EV Reach Console - Configuration - Using Alternate Credentials

Last modified on 2023/08/07 10:55
Contents

By default, EV Reach uses the operator’s credentials to authenticate and authorize the actions performed on a remote system. In the event an operator doesn’t hold enough privileges, EV Reach automatically prompts for alternate credentials.

Specified system credentials are optionally saved into the EV Reach Credential Manager for re-use. All persistent credentials are securely saved on the operator’s machine in an encrypted format and can only be used by the operator who generated it. Saved credentials cannot be shared.

Alternate credentials can be specified for different services including Native Windows Authentication, Microsoft RDP, VNC, and Intel vPro. Additionally, credentials can be configured for a scope of systems at the Active Directory domain level, an IP range or an external site.

EV Reach supports Smartcards and can use a common access card to authenticate against remote machines.

EV Reach also supports Microsoft LAPS and can automatically query system’s passwords in Active Directory of MS LAPS enabled environments.

This user guide will describe how to configure and use alternate credentials in EV Reach.

Providing Credentials as Needed

If you perform an action on a remote system that requires privileges not held by your account, EV Reach automatically prompts you for alternate credentials:

2017-10-23_16-01-11.jpg

Specify the necessary credentials to continue with the operation. The user name must be in the format AUTHORITY\USERID where AUTHORITY is either a domain name, the machine name or ‘.’ to specify local credentials.

To make the specified credential persistent, enable the Save Credentials option. EV Reach credentials are saved in an encrypted local database which can only be used by the operator that created it.

EV Reach Credential Manager

All credentials registered in EV Reach can be managed using the EV Reach Credential Manager. To open the Credential Manager, click on the Application tab at the top left of the main window then select Credential Manager.

2017-10-23_15-59-56.jpg

You can also access the Credential Manager from the Alternate Credentials section of the EV Reach General Settings area.

The EV Reach Credential Manager is used to view, update, remove or configure new credentials for computer systems, or scopes of machines.

2017-10-23_15-35-53.jpg

Specifying Credentials for Individual Computers

  • Click on the Add button and select Individual Computers or Servers

    2017-10-23_15-26-38.jpg

  • Specify the computer name in the Target Name field. It is recommended to provide a FQDN or  UNC format for the computer name, for instance SomeMachine.Domain.com or Domain\SomeMachine. However, a short name or IP address can also be provided.
  • If you want to specify credentials for a group of individual computers, click on the […] button and generate the list of computers.
  • You can also specify a partial computer name and click on the search button to query Active Directory for matching computer IDs.

Once the computer selection has been made, click on the Next button to provide credentials.

By default, provided credentials are used against the Native OS Authentication. However, you can also specify credentials for Microsoft RDP, VNC, and Intel vPro AMT.

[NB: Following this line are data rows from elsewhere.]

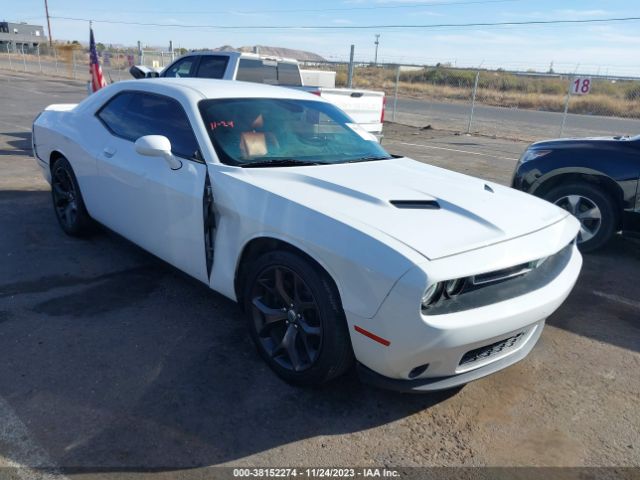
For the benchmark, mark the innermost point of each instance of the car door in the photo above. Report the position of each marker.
(143, 199)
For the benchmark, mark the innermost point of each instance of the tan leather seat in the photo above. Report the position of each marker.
(257, 144)
(253, 144)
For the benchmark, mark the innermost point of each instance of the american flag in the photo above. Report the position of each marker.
(97, 79)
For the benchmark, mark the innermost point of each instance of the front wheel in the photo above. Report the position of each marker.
(593, 207)
(296, 320)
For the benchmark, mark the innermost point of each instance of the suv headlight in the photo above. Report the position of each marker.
(533, 154)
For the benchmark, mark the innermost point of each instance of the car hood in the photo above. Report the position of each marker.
(571, 142)
(444, 213)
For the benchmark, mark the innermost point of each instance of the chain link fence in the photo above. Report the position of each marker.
(525, 106)
(72, 60)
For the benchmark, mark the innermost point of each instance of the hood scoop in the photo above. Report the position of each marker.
(416, 204)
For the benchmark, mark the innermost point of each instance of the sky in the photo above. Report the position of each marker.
(602, 48)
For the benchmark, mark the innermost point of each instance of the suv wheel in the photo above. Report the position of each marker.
(593, 207)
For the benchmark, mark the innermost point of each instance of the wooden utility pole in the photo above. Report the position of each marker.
(46, 9)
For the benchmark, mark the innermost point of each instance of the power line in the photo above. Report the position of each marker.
(357, 27)
(315, 10)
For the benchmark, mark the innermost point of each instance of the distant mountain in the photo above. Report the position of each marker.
(276, 52)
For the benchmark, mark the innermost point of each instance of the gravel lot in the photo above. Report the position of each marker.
(115, 364)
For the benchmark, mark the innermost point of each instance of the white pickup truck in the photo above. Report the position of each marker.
(365, 107)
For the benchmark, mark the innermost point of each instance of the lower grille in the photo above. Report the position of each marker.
(488, 351)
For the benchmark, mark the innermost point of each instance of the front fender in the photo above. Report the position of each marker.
(363, 268)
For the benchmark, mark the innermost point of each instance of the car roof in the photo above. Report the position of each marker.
(210, 88)
(230, 53)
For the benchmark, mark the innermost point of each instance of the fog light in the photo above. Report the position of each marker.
(453, 288)
(416, 372)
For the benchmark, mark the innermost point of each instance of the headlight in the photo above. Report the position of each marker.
(452, 288)
(431, 295)
(533, 154)
(442, 291)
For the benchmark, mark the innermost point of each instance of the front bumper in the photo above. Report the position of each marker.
(445, 341)
(431, 384)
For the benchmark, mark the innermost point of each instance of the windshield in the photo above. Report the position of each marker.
(284, 132)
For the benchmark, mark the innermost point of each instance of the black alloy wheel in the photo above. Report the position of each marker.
(287, 318)
(67, 200)
(296, 320)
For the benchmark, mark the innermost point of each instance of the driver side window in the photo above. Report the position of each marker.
(131, 115)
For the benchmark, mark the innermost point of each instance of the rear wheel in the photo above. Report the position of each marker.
(296, 320)
(67, 200)
(593, 207)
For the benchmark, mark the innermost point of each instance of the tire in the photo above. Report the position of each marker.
(307, 344)
(586, 202)
(68, 203)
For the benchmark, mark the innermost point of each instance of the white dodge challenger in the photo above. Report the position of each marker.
(339, 252)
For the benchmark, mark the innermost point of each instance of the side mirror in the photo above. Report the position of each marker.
(140, 71)
(157, 146)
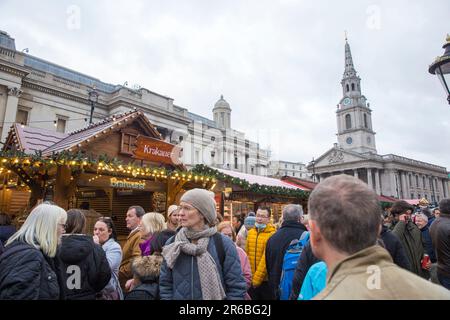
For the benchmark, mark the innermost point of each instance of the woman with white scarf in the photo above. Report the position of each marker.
(199, 263)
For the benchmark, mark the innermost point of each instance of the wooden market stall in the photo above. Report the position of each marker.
(107, 166)
(238, 193)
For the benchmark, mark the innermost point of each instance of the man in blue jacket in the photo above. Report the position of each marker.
(291, 229)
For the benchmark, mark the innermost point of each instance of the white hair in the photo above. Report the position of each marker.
(153, 222)
(423, 216)
(40, 229)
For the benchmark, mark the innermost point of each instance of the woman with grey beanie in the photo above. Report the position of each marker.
(200, 263)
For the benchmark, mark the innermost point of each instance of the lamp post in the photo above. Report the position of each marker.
(93, 98)
(441, 68)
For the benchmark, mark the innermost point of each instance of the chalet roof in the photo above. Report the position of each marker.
(308, 185)
(97, 130)
(261, 180)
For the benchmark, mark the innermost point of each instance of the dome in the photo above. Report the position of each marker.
(222, 103)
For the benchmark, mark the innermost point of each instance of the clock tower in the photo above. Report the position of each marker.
(354, 116)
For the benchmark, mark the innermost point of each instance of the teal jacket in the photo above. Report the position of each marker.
(315, 281)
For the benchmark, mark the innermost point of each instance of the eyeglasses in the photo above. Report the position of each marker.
(186, 208)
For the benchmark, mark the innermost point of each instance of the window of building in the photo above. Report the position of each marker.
(197, 156)
(348, 121)
(61, 125)
(22, 116)
(128, 143)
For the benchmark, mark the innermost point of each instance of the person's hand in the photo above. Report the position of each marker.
(428, 266)
(129, 285)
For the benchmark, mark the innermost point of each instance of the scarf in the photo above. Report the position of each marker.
(210, 280)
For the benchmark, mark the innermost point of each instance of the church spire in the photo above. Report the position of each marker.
(349, 68)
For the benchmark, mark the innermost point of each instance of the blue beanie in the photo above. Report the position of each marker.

gov_credentials_prompt_authtypes.png

How to Specify Local Computer Credentials

To specify a local account, either use the computer name (if a single computer selection is made) or a period:

2017-10-23_17-04-11.jpg

Specifying Credentials for an IP Range

  • Click on the Add button and select IP Range
  • Specify a Range Name and an IP range and click on Next then provide the credentials to be used.

5.png

Specifying Credentials for an AD Domain

You must specify AD credentials if:

  • Your account doesn’t hold enough privileges to perform Active Directory account management.
  • You want to use alternate credentials to remote administer the computers that belong to an AD domain.
  • If you need to activate MS LAPS support on a specific AD domain. See Find out more.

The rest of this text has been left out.